ECLI:NL:RVS:2014:2905
Raad van State
- Voorlopige voorziening
- J.A. Hagen
- A. Bijleveld
- Rechtspraak.nl
Verzoek om voorlopige voorziening tegen bestemmingsplan Spaanse Polder
Op 21 juli 2014 heeft de voorzitter van de Afdeling bestuursrechtspraak van de Raad van State uitspraak gedaan op een verzoek om het treffen van een voorlopige voorziening in het geding tussen verzoeker en de raad van de gemeente Rotterdam. Het verzoek volgde op het besluit van de raad van 23 januari 2014, waarbij het bestemmingsplan "Spaanse Polder" werd vastgesteld. Verzoekers, wonend te Rotterdam, vorderden een voorlopige voorziening omdat zij vreesden dat het gebruiksverbod voor ligplaatsen voor woonschepen, zoals opgenomen in artikel 11 van de planregels, onomkeerbare gevolgen zou hebben voor hun woonsituatie. Zij wonen op woonschepen in de Lingehaven en de Pelserhaven en waren bezorgd over de handhaving van het verbod, terwijl zij stelden dat er geen onaanvaardbaar woon- en leefklimaat zou zijn en dat er geen vervangende ligplaatsen waren gerealiseerd.
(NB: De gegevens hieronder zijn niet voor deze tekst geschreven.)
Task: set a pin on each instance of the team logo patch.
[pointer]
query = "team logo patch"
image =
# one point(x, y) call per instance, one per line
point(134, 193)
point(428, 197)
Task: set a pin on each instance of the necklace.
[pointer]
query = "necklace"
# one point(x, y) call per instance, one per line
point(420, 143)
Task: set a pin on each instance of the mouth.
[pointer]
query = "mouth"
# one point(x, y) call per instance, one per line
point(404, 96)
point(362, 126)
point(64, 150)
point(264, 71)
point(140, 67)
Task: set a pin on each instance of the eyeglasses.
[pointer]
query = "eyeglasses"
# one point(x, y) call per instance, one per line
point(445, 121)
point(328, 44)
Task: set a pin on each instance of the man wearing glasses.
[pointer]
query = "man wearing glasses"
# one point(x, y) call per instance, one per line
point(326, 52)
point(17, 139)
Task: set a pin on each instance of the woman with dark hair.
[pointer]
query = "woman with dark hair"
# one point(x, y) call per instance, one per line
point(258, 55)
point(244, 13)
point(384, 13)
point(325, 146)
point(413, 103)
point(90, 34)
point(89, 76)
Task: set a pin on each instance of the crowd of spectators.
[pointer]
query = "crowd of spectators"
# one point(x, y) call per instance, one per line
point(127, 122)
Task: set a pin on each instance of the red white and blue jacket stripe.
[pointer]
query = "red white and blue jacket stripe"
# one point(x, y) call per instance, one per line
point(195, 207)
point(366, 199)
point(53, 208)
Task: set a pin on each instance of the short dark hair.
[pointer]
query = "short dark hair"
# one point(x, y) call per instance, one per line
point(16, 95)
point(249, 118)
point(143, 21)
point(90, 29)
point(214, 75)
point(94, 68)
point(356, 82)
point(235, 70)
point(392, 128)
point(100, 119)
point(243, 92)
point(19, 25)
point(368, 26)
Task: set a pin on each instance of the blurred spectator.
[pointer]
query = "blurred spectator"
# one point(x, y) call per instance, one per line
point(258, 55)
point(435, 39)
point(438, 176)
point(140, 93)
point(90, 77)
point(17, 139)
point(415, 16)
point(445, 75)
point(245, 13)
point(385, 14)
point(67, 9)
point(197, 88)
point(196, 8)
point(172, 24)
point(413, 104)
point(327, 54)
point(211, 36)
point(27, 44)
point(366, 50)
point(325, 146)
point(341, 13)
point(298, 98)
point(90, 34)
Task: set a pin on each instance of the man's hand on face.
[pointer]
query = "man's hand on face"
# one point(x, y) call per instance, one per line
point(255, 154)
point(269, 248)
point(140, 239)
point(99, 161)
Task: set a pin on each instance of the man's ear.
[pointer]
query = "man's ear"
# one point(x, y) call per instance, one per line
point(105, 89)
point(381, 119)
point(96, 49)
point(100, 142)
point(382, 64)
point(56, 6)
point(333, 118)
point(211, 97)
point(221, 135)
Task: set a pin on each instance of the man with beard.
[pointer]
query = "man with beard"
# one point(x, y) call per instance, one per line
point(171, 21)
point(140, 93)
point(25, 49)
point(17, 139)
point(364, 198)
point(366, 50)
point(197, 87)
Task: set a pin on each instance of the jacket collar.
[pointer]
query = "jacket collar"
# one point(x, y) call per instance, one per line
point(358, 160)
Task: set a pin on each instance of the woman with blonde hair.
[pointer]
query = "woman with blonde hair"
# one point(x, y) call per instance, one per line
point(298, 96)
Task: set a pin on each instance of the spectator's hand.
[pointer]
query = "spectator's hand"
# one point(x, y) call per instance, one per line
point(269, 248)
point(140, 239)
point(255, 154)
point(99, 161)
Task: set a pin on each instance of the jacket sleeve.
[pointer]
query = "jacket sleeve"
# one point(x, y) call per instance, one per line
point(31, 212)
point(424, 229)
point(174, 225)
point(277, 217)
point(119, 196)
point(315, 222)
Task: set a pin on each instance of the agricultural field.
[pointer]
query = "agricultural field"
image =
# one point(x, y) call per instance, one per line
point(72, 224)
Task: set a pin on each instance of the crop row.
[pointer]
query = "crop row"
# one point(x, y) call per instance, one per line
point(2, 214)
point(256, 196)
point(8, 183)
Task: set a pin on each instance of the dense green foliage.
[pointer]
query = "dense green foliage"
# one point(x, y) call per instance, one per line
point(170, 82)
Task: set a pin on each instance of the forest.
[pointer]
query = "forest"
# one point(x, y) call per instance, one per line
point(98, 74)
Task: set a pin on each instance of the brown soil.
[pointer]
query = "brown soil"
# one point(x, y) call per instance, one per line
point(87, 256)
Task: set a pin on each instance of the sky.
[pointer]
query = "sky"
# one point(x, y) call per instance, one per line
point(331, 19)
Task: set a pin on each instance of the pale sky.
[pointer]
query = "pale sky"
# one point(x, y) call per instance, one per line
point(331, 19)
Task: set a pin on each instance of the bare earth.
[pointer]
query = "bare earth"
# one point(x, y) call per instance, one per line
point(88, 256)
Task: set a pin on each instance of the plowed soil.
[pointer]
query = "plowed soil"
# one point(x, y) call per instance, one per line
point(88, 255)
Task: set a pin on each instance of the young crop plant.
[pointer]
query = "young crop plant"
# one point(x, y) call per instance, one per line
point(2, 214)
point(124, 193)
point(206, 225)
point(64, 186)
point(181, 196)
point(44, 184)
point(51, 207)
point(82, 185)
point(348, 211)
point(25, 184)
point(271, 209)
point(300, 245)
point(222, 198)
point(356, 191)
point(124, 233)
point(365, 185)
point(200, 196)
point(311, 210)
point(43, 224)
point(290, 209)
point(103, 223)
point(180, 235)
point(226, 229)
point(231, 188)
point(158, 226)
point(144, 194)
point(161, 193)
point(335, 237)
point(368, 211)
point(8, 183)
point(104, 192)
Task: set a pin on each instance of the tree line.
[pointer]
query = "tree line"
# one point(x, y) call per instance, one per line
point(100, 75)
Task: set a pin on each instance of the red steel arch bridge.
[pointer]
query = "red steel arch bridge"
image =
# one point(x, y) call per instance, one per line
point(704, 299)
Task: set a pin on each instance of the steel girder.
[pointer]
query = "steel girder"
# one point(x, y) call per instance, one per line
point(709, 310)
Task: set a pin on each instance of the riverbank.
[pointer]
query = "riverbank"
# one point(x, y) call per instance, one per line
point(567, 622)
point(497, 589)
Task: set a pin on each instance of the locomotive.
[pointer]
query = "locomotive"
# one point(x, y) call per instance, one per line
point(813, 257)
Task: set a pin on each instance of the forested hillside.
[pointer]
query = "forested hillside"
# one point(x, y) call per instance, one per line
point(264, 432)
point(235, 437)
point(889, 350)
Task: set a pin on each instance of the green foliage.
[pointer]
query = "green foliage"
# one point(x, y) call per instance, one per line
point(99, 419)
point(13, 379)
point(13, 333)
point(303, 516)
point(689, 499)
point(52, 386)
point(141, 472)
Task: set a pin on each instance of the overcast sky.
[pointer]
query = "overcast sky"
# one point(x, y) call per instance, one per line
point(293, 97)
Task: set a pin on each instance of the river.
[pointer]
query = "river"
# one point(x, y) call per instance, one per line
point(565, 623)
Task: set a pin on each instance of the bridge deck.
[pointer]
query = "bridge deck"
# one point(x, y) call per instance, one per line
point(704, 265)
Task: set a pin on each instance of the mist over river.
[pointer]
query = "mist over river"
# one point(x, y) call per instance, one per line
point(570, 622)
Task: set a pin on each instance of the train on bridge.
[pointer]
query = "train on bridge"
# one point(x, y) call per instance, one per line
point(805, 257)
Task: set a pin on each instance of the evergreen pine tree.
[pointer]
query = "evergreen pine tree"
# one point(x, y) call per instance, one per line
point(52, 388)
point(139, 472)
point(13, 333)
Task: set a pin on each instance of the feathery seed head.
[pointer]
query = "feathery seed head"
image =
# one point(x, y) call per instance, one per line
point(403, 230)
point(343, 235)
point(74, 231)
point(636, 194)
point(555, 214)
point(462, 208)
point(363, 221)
De voorzitter heeft het verzoek ter zitting behandeld op 8 juli 2014, waar verzoekers vertegenwoordigd waren door gemachtigden en de raad door mr. E. van Lunteren en A.C.M.M. Jonker. In zijn overwegingen stelde de voorzitter dat het oordeel voorlopig van aard is en niet bindend in de bodemprocedure. De voorzitter merkte op dat de raad had aangegeven dat het gebruik van de gronden als ligplaats voor woonschepen op grond van het overgangsrecht mag worden voortgezet, waardoor het spoedeisend belang voor het treffen van een voorlopige voorziening ontbrak. Uiteindelijk heeft de voorzitter het verzoek om een voorlopige voorziening afgewezen en er was geen aanleiding voor een proceskostenveroordeling. De uitspraak werd openbaar uitgesproken op dezelfde datum.